Open data “Demande de valeurs foncières géolocalisées (DVF)” is an open dataset provided by the French government which collects all the real-estate transactions since January 2014, in mainland France and the overseas departments and territories, except in Mayotte and Alsace-Moselle. Today, we are going to explore this dataset using Elasticsearch and Kibana.
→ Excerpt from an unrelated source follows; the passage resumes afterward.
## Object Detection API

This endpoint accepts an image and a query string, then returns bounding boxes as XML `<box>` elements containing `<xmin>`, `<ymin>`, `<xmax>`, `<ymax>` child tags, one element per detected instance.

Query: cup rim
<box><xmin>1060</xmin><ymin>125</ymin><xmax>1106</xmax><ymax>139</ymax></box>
In particular, we are going to study the real estate market of Île-de-France in 2020.
After reading this article, you will understand:
- The prerequisite before the analytics
- The overview of the market Île-de-France
- The comparison of apartments and houses
- Some more specific analytics on apartments
Globally, the idea is to see the big picture and identify some valuable factors to study. Then step-by-step, we will go into a more specific direction to go further in our exploration. Now, let’s get started!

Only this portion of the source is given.